The foreign ministry said it had declared persona non grata 58 diplomats in Moscow and two general consulate officials in Yekaterinburg in the row over the poisoning of former Russian double-agent Sergei Skripal on March 4.
Moments before the ministry announcement, Foreign Minister Sergei Lavrov said Russia would respond in kind to the mass expulsion of diplomats by Western governments which include, apart from the United States and Britain, most member states of NATO and the European Union.
“The measures would be reciprocal … They include expulsion of the equivalent number of diplomats and they include our decision to withdraw our agreement to allow the United States’ general consulate to operate in St. Petersburg,” Lavrov told a briefing.

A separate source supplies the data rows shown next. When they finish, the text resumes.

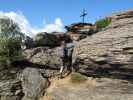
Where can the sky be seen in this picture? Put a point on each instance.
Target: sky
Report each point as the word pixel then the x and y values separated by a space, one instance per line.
pixel 52 15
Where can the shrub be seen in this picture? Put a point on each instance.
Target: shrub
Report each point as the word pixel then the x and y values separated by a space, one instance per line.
pixel 10 50
pixel 10 42
pixel 77 77
pixel 102 23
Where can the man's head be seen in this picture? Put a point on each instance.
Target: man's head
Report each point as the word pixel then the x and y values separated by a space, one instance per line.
pixel 63 43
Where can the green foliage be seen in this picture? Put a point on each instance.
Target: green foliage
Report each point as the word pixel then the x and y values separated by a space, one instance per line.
pixel 102 23
pixel 40 41
pixel 8 28
pixel 77 78
pixel 10 42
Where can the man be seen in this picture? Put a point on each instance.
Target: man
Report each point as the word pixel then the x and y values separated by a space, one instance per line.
pixel 63 56
pixel 70 48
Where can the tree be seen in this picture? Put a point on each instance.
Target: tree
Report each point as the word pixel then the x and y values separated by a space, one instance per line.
pixel 102 23
pixel 10 42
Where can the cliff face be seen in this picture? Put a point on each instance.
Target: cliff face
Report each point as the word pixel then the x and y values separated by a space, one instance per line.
pixel 109 52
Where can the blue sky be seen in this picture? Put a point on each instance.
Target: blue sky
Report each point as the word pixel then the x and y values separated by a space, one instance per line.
pixel 39 12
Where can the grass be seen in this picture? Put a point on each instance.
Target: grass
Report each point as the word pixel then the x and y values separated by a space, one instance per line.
pixel 78 78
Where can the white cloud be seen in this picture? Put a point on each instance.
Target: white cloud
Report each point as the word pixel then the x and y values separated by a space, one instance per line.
pixel 30 30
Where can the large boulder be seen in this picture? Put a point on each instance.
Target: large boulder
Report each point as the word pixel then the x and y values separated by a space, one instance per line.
pixel 33 84
pixel 78 31
pixel 109 52
pixel 51 39
pixel 10 85
pixel 45 57
pixel 22 82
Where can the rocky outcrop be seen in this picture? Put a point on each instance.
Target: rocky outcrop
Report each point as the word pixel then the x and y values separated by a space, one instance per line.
pixel 22 82
pixel 33 83
pixel 80 31
pixel 109 52
pixel 10 85
pixel 51 39
pixel 46 58
pixel 92 89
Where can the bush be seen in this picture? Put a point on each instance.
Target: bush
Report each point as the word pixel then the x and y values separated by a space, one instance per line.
pixel 10 42
pixel 77 77
pixel 10 50
pixel 102 23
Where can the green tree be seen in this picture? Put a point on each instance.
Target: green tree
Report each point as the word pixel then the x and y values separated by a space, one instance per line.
pixel 102 23
pixel 10 42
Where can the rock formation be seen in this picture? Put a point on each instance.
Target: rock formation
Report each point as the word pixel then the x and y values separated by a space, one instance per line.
pixel 80 31
pixel 109 52
pixel 51 39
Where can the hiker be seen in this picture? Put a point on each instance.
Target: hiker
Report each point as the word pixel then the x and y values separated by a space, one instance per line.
pixel 63 56
pixel 70 47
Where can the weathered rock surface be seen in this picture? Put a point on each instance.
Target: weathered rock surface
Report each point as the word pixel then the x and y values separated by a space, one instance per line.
pixel 33 84
pixel 51 39
pixel 22 83
pixel 109 52
pixel 78 31
pixel 48 59
pixel 10 85
pixel 92 89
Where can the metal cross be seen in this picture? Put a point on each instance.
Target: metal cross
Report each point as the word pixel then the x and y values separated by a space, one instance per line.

The attack on 66-year-old Skripal and his daughter, which Britain has blamed on Russian President Vladimir Putin and says was caused by a Soviet-era nerve agent Novichok left on the door of their home in England, has driven relations between Russia and the West to a new post-Cold War low.
Russia has denied involvement in the attack on the Skripals and says it suspects the British secret services are trying to frame Russia to stoke anti-Russian hysteria.
Skripal, a former Russian military intelligence who betrayed Russian agents to Britain and then was exchanged in a spy swap deal, is still in a critical condition from the attack.
His 33-year-old daughter was also in a critical condition though the English hospital where she was being treated said on Thursday that her condition had improved.